Without making any great show of enthusiasm, James did as he was bidden. He, too, was a little excited, but his excitement was less amorous than commercial. He had paid nearly twelve hundred pounds less for Bolder’s farm than he had expected. The news of his purchase was all over the neighbourhood. It had impressed everyone. People looked at him differently. He was becoming a big man, the big man in those parts. He could buy another farm to-morrow, and it wouldn’t break him. And the boy—the boy was a good boy; he would do well, too.

A little drink easily affected Mrs. Mounthead. She became garrulous.

“I had a good time at the Welfare, though some of the old cats didn’t like me, I know. Ha, ha, ha, what do I care? We could buy the whole lot up if we wanted to, except perhaps the Wonnicotts. Mine was the only frock worth a tinker’s cuss. Lord! You should have seen old Mrs. Meads! Looked like a washerwoman on a Sunday. The vicar was ever so nice. He called me madam, and said he ’oped I often come. I gave a fiver to the fund. Ha, ha, ha, I didn’t tell ’em that I made it backing ‘Ringcross’ for the Nunhead Stakes yesterday! They’d have died.”

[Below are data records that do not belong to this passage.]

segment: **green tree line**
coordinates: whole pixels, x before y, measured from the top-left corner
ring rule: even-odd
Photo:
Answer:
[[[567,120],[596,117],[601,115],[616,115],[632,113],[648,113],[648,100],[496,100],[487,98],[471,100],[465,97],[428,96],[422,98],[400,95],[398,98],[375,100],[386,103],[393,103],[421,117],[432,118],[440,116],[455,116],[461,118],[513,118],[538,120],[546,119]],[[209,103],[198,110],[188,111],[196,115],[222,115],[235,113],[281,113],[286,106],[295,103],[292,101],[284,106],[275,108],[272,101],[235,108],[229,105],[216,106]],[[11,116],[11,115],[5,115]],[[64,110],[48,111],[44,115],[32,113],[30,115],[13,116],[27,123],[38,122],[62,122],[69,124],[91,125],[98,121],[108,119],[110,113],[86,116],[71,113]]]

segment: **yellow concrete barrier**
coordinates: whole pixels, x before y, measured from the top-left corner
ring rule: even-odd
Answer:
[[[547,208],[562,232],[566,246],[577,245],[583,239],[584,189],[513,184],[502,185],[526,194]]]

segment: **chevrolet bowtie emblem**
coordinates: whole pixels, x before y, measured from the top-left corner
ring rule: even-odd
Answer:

During this verbal explosion, James Mounthead thoughtfully regarded his glass. And he thought to himself: “Um. It’s a pity Queenie gives herself away sometimes.” He didn’t particularly want to hear about the Welfare. He wanted to talk about “James the Second” and the plans for the future. He wanted to indulge in the luxury of talking about their success, but he didn’t want to boast about wealth in quite that way. He had queer ambitions not unconnected with the land he lived on. He had not always been in the licensing trade. His father had been a small landed proprietor and a stock breeder; a man of stern, unrelenting principles. From his father he, James Mounthead, had inherited a kind of reverence for the ordered development of land and cattle, an innate respect for the sanctity of tradition, caste, property and fair dealing. His wife had always been in the licensing trade. She was the daughter of a publican at Pondhurst. As a girl she had served in the bar. All her relations were licensing people. When she had a little to drink—she was apt to display her worst side, to give herself away. James sighed.

“Did Mrs. Wonnicott say anything about her husband?” he asked, to change the subject.

“You bet she did. Tried to put it across us—when I told her about us buying Bolder’s farm—said her old man had thought of bidding for it, but he knew it was poor in root crops and the soil was no good for corn, and that Sturge had neglected the place too long. The old cat! I said: ‘Yes, and p’raps it wouldn’t be convenient to pay for it just now, after ’aving bought a lawn mower! Ha, ha, ha. He, he, he. O my!’”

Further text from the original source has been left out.